Linear Tile-Coding for Value Function

Updated 8 January 2026

Linear tile-coding is a method that transforms continuous states into sparse, high-dimensional binary vectors for efficient value function approximation.
Left-sided sketching applies dimensionality reduction only to the constraint side, ensuring unbiased estimation while preserving key curvature information.
The approach significantly reduces computational costs and improves sample efficiency, underpinning robust RL algorithms like LSTD and ATD-L.

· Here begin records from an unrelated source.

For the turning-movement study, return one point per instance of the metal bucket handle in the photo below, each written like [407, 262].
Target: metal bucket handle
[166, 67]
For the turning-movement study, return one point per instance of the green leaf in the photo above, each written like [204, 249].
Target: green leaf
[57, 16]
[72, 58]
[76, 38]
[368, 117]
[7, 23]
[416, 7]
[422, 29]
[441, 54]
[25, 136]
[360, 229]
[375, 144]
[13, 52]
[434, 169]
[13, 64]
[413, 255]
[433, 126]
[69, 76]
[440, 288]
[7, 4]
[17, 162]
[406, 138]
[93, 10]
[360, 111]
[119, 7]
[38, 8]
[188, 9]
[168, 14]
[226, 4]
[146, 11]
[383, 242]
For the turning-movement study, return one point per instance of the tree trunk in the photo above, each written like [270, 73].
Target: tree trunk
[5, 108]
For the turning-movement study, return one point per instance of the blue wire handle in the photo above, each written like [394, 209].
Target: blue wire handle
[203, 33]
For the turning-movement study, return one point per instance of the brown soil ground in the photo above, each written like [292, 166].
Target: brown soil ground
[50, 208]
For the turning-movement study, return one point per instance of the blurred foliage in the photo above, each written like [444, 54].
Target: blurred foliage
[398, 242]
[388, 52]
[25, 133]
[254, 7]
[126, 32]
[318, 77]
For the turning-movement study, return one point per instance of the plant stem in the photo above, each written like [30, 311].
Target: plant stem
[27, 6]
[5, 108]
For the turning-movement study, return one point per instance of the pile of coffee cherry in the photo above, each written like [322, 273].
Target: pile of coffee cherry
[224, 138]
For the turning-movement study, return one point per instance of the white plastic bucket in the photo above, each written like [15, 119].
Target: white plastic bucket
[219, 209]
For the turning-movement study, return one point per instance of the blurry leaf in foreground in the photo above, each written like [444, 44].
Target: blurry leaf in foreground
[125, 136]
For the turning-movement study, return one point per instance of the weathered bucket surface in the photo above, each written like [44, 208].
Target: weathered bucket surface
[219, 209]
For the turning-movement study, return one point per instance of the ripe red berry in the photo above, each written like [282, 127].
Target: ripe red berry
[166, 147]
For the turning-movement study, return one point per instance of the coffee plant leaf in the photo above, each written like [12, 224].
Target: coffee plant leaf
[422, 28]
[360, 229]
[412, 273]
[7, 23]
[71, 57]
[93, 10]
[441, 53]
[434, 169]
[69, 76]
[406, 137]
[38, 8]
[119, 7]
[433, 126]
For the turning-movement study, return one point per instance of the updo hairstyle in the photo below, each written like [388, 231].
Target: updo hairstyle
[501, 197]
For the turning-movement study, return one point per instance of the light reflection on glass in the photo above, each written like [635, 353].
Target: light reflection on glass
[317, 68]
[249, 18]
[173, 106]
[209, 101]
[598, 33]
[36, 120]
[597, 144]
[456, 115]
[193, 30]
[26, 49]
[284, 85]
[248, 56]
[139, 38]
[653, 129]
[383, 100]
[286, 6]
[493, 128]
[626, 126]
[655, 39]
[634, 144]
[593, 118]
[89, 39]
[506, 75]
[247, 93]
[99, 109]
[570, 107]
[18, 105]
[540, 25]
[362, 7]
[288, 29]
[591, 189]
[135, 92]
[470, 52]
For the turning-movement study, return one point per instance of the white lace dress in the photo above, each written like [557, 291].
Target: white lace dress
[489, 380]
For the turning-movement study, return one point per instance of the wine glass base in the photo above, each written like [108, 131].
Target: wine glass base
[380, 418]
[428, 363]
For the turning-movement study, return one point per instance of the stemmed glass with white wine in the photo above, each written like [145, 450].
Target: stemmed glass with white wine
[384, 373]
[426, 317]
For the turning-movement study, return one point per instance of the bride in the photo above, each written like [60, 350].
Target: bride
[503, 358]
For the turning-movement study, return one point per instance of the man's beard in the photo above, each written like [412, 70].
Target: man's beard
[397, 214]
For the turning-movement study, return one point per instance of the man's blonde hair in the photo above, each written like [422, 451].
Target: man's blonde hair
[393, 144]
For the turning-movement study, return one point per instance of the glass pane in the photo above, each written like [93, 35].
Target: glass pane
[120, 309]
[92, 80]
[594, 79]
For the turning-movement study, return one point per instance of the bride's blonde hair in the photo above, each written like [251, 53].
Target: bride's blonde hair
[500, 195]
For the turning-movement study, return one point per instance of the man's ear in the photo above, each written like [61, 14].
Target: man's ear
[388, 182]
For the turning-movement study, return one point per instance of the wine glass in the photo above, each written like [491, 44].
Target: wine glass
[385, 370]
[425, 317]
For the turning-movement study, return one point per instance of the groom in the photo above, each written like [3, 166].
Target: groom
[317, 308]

Linear tile-coding for value function approximation is a methodology within reinforcement learning (RL) for representing and estimating the value function of a policy, especially in high-dimensional continuous state spaces. This approach leverages tile coding to create sparse binary feature encodings suitable for linear approximators, and, when combined with left-sided random sketching techniques, yields powerful and computationally efficient solutions for policy evaluation with least-squares temporal difference learning (LSTD) and quasi-Newton accelerated TD methods. Recent theoretical and empirical findings have clarified the bias–variance trade-offs intrinsic to sketching, provided robust approaches for matrix-based learning, and led to practical guidelines for scaling RL with tile coding to thousands of features (Pan et al., 2017).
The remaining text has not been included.